Whenever you design high availability for a service, you should take into account both the common considerations (that apply to any cloud service) as well as specific opportunities for your service. We’ll be talking about what we’ve done beyond the basics.

Guiding Principles

We developed the following high availability principles for our service:

  1. Treat availability like security.
  2. Practice defense-in-depth. 
  3. Use your Content Delivery Network (CDN) as a full partner to protect your service.
  4. Design failover mechanisms for service unavailability.
  5. Overprovision as a standing defense.
  6. Be ready to quickly add capacity when you need it.
  7. Use proportional provisioning to balance overprovisioning and cost.
  8. Regularly profile load and tune service allocation.
  9. Consider the impact of availability decisions on other areas such as latency.
  10. Invest in alerting, and avoid the extremes of false alarms and unawareness.
  11. Don’t rely on standing defenses: respond to attacks.
  12. Optimize your service for maximum efficiency.
  13. Commit to ongoing innovation and continuous improvement.

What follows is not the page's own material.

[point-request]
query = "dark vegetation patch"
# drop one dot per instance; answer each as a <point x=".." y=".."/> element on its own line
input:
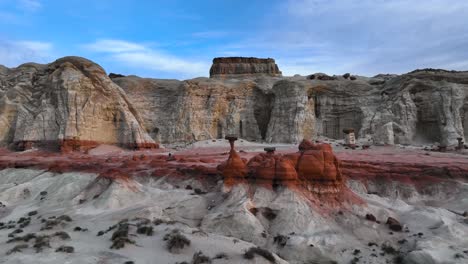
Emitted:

Delivering the Web Platform

30 million people visit www.twitch.tv on a typical day. Sage’s job is to serve up index.html. That sounds pretty simple, but Sage also supports canary releases, A/B testing, policy enforcement, and search engine metadata retrieval. If Sage fails to do its job, the user doesn’t reach Twitch and can’t enjoy live video, chat and everything else Twitch offers. Therefore, we care about high availability for Sage because you only get one chance to make a first impression. 

Let’s define some metrics. We’re measuring availability as the error-free rate of the Sage service load balancers, reported weekly. A related metric is deliverability, the error-free rate from CDN to browser. Availability measures the service, while deliverability measures the actual customer experience. 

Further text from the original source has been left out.